European indices rebounded from early losses but are still trading negative as oil producers and miners lead declines amid a commodity rout after the World Bank cut the economic growth outlook for 2015 and 2016 on Tuesday naming economic slowdown in Europe, Japan and other major economies the reason. Stocks found support after Advocate General Pedro Cruz Villalon of the EU Court of justice in Luxembourg said that the ECB's Outright Monetary Transactions program is "in principle" in line with European law backing Mario Draghi. The ECB is determined to fulfill its mandate and is ready to buy government bonds to revive Eurozone's inflation.

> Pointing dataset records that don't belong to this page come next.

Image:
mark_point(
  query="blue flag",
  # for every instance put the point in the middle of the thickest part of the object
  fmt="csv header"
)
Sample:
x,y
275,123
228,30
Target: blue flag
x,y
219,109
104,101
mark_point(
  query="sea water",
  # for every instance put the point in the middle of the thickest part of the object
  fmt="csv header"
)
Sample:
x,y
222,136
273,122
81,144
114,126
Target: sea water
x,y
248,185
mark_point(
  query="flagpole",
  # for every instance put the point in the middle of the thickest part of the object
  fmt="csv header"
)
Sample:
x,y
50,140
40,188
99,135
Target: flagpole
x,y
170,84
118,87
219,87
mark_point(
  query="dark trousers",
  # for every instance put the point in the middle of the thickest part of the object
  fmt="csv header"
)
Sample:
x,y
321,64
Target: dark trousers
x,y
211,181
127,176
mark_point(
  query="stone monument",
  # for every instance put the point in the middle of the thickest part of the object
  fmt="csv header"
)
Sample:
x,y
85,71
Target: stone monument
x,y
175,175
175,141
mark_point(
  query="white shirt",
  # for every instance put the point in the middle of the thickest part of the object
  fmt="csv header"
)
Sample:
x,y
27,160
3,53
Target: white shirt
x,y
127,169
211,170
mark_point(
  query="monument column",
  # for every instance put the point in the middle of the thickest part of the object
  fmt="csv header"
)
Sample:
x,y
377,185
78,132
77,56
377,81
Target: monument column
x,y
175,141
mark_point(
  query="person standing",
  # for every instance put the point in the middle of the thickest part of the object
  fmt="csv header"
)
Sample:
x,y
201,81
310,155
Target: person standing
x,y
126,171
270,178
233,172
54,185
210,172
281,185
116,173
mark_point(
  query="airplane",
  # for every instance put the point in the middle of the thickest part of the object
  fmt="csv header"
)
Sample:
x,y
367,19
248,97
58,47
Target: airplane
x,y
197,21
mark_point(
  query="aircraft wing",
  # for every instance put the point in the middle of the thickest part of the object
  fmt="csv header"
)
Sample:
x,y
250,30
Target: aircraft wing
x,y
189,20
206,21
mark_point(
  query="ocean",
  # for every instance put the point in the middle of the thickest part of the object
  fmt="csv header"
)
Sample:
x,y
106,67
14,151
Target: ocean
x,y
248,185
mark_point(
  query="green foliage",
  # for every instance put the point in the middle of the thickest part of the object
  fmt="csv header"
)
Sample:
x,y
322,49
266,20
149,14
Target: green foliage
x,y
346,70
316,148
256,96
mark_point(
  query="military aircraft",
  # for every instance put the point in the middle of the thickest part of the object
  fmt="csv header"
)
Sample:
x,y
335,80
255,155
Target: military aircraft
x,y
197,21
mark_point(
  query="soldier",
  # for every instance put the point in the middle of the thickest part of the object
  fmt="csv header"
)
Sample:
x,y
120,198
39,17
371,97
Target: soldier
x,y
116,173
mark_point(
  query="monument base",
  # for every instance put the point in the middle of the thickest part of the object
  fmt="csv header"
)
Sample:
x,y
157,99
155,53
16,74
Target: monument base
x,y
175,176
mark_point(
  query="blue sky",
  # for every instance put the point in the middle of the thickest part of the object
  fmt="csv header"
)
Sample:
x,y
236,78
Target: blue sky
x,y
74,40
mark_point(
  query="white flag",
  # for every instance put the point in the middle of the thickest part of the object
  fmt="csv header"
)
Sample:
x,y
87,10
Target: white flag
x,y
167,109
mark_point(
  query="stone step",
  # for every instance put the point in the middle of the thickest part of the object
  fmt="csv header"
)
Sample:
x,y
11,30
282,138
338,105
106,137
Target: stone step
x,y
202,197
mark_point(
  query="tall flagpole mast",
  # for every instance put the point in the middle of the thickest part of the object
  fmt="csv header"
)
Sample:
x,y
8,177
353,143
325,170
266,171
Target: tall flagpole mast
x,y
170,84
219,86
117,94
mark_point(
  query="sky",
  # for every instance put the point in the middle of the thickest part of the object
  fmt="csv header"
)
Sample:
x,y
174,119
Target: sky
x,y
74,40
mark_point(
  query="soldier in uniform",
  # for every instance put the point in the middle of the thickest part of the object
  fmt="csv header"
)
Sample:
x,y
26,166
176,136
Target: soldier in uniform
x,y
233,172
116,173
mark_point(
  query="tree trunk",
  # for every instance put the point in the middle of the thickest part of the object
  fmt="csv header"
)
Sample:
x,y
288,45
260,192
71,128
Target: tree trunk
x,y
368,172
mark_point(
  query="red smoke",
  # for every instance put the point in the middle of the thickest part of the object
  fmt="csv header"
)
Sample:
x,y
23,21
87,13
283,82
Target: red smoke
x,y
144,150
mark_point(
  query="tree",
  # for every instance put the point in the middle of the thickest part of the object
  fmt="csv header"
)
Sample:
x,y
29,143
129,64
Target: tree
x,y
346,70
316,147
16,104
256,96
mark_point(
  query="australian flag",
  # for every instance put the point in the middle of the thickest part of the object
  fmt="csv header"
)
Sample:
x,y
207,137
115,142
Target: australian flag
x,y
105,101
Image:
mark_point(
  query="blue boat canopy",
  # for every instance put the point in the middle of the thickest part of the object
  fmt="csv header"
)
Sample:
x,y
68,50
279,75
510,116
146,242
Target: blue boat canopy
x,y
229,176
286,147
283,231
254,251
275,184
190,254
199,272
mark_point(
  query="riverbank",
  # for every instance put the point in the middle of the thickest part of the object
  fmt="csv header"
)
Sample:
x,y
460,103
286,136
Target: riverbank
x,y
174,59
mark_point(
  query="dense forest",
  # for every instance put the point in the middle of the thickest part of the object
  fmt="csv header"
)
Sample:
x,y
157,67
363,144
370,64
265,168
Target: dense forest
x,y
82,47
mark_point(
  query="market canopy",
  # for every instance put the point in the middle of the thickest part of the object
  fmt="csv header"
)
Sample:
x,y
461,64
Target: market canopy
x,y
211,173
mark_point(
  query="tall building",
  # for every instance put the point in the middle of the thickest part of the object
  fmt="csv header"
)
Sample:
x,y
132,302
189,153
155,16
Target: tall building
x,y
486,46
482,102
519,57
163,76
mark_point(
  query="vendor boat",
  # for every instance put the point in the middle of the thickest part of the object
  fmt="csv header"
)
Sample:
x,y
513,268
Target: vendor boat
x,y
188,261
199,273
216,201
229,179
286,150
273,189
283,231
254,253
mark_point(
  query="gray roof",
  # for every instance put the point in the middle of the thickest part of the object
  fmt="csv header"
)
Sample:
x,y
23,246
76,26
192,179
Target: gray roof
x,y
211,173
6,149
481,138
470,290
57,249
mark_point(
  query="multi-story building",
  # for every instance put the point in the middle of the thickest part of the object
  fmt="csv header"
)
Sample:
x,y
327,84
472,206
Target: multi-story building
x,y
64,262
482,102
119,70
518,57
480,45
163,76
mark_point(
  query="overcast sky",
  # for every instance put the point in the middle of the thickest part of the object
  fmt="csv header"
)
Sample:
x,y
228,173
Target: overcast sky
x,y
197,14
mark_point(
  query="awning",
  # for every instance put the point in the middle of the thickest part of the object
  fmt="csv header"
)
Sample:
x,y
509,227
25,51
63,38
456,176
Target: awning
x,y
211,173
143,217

Investors are looking forward to the European Central Bank policy meeting taking place on January 22nd and the Greek elections on January 25th where the anti-austerity party Syriza, that wants to renegotiate debt, is leading polls. According to Moody the "Grexit" seems a relatively unlikely scenario, even if the anti-austerity party Syriza will win in the upcoming Greek elections.
In today's session the FTSE 100 index plummeted the most being the most commodity-heavy index, declining -1.40% quoted at 6,450.31. France's CAC 40 lost -0.25% trading at 4,279.45 after a slump in early trading. Germany's DAX 30 is currently trading -0.13% at 9,928.50.